While the postoperative course is generally uncomplicated, patients must be routinely instructed to recognize certain signs and symptoms that can alert them to the potential complications as discussed above. [88, 89]

Large-scale studies examining the convalescence period after elective inguinal herniorrhaphy determined that the median length of absence from work was 7 days when patients were advised by their surgeons to limit the recuperation period and to resume normal activities within 1 day after the procedure. Moreover, these studies confirmed that early resumption of activities (including exercise) did not increase the risk of recurrence. Thus, with adequate analgesia, patients can safely return to their daily duties. [88, 89]

After a TEP repair, patients should be seen in the office for a follow-up visit within 1 month (ideally, within 1 week). Patients who had large hernias often have seromas, which can be easily differentiated from recurrent hernias on examination, in that a seroma is a distinct fluid collection that is not reducible. If the diagnosis is in doubt, ultrasonography may be useful. Most seromas resolve within 6 weeks of the operation. After the initial visit, follow-up may be scheduled on an as-needed basis.

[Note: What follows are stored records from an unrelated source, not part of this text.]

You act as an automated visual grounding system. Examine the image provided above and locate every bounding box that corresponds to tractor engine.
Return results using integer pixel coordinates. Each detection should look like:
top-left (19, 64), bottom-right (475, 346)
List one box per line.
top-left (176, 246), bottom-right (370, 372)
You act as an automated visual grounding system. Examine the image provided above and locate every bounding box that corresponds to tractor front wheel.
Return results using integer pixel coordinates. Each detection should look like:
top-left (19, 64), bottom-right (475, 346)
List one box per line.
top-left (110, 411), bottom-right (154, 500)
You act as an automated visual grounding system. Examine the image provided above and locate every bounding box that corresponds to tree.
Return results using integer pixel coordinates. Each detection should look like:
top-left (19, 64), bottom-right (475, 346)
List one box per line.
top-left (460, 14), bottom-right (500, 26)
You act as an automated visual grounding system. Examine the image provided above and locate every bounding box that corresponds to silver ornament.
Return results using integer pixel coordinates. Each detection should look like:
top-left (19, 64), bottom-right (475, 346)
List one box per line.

Long-term monitoring for a TAPP repair is much the same as that for other hernia repair techniques. Routine follow-up in 1-2 weeks is warranted for checking the wound and assessing the patient’s overall condition. Longer-term follow-up is scheduled on an as-needed basis. Because hernia recurrences typically do not manifest until 6-12 months after the repair, long-term follow-up will be necessary in some cases. Patients should be counseled about the signs and symptoms of hernia recurrences and followed as needed.

Typically, postoperative pain resolves or greatly decreases by the first postoperative visit. Patients with ongoing pain issues after surgery require frequent office visits and complex multidisciplinary treatment that includes pain specialists and physical therapists; in some instances, surgical treatment will subsequently be required.

Because patients often do not return to their primary surgeon for long-term follow-up, surgeons who perform TAPP procedures should consider keeping a database of their patients or becoming involved in national registries to assess long-term outcomes.